If they don't reference the Can/Spam Act I would think another popular source for a definition would be Wikipedia. Here is their definitiion specific to e-mail: E-mail spam, known as unsolicited bulk Email (UBE), junk mail, or unsolicited commercial email (UCE), is the practice of sending unwanted e-mail messages, frequently with commercial content, in large quantities to an indiscriminate set of recipients.

This e-mail that Dan got meets most of the definition, but it doesn't seem to have been sent to an indiscriminate set of recipients.

Spider
05-09-2010, 12:07 PM
...Frederick - where did that definition of Spam come from? I'm just curious what the source was...Source - memory.

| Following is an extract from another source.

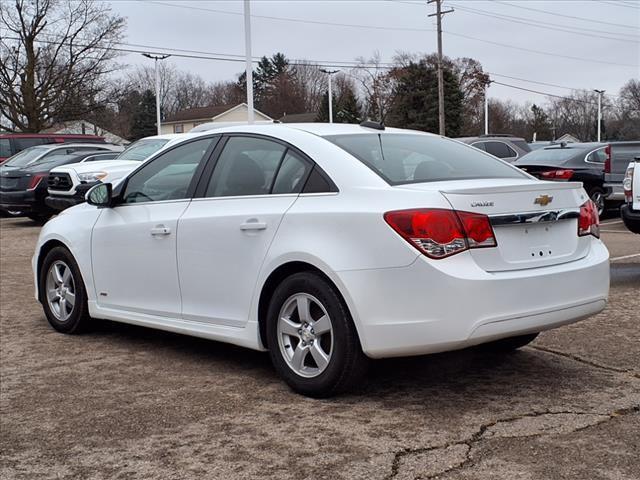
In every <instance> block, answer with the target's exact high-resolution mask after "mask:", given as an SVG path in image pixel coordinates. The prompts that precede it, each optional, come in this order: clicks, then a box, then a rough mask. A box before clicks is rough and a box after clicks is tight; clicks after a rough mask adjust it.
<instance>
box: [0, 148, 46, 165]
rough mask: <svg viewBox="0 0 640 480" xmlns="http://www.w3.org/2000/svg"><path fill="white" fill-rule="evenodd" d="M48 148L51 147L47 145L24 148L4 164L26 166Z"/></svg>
mask: <svg viewBox="0 0 640 480" xmlns="http://www.w3.org/2000/svg"><path fill="white" fill-rule="evenodd" d="M48 150H49V149H48V148H47V147H31V148H27V149H26V150H22V151H21V152H20V153H16V154H15V155H14V156H13V157H11V158H9V160H7V161H6V162H4V165H11V166H12V167H25V166H27V165H29V164H30V163H31V162H33V161H34V160H35V159H36V158H38V157H39V156H40V155H42V154H43V153H45V152H46V151H48Z"/></svg>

Before the days of e-mail, "spam" was first used by newsgroups to denote irrelevant and inapproriate messages to many usegroups. The term was derived from a Monty Python sketch in the late 1960s. As e-mail became popular, it was adopted to mean unsolicited bulk e-mail and then unsolicted commercial e-mail.


Added: Incidentally, Spam is a registered trade mark for the luncheon meat. The company has, I believe, acknowledged that the word is being used in this e-mail context, has given up any hope of protecting themselves from trade mark infringement and ask that capitalized "Spam" be reserved for the meat and lower-case "spam" be used for the e-mail variety.

Harold Mansfield
05-09-2010, 03:47 PM
I wouldn't really call that spam, as much as just good ol'e email marketing.
I have been caught at the right time by the right people plenty of times and plopped my cc down for a magazine...actually that is probably the easiest thing to get me to purchase if it's something I'm interested in.